El proyecto también puede remitir a otras intrigas producidas al amparo de los grandes grupos mediáticos (Atresmedia, en este caso): adaptación de una novela española de un cierto éxito, gusto por dotar a la película de color local y explotación de paisajes naturales (en este caso, de las Islas Canarias). Por el camino, los responsables optan por otra renuncia más. La historia que tratan está concebida antes del crack financiero y la posterior crisis, pero su trama de corrupción sí permitía una crítica social que se rehuye.
Así, Koppel se distancia del thriller español contemporáneo que ha jugado a hablar de caciquismos como aquella Chinatown andaluza que fue La isla mínima. Tampoco guiña el ojo al malestar ciudadano contra la corrupción o las malas prácticas empresariales desde la narrativa de género, como sí hicieron El desconocido (con su acoso a un empleado de banca) o Cien años de perdón (donde se representaba una corrupción partidista y una politización extrema de la policía).
Quizá La niebla y la doncella acaba estando más marcada por lo que no incluye (ni elogio del policía indómito y brutal, ni thriller emocionante, ni banderillas de crítica social) que por lo que sí nos da (una cierta pausa, algunas imágenes bellas y una atención moderada a las relaciones entre personajes). Tampoco se percibe una huella autoral ni una especial hondura reflexiva.
No se juega la carta populista de Cien años de perdón, ni se ofrece la intensidad que Tarde para la ira o El desconocido alcanzaban con mayor o menor constancia. Incluso su apuesta por un cierto rigor, por una investigación policial realista que no aparece salpicada de constantes persecuciones y tiroteos, llega comprometida por un vago aroma a propaganda institucional.
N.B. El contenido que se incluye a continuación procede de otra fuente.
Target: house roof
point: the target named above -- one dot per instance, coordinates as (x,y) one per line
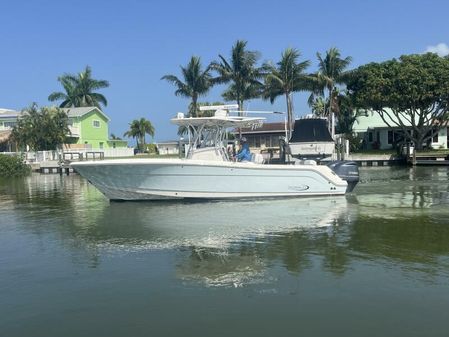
(372,120)
(79,112)
(5,113)
(4,135)
(71,112)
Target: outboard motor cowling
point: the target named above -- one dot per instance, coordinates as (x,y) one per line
(346,170)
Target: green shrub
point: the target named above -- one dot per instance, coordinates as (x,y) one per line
(13,166)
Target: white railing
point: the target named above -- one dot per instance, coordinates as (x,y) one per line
(74,154)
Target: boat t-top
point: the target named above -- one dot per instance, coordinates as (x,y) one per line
(209,172)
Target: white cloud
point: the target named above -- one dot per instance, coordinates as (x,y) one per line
(442,49)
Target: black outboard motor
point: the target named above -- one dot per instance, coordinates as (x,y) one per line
(346,170)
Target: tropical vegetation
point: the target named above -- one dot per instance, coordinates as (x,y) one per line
(138,129)
(410,93)
(195,82)
(13,166)
(241,72)
(80,90)
(41,129)
(285,78)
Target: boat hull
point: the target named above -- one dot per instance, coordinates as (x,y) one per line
(154,179)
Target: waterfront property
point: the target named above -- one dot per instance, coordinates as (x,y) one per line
(89,129)
(8,118)
(376,134)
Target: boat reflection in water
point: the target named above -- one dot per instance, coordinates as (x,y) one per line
(223,243)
Puede suceder que algunos espectadores añoren la vertiente más freak de otra intriga reciente: aquella El guardián invisible que salpicaba una investigación policial con salidas de tono fantásticas y escenas de traumas infantiles más propias del cine de terror. Sus autores, además, aderezaban la trama policial con un tema de fondo (una especie de lucha cultural entre la tradición y la modernidad, con asesino en serie incorporado). La niebla y la doncella no tiene nada de todo esto y se repliega en su gusto por la corrección política y estilística... para bien y para mal.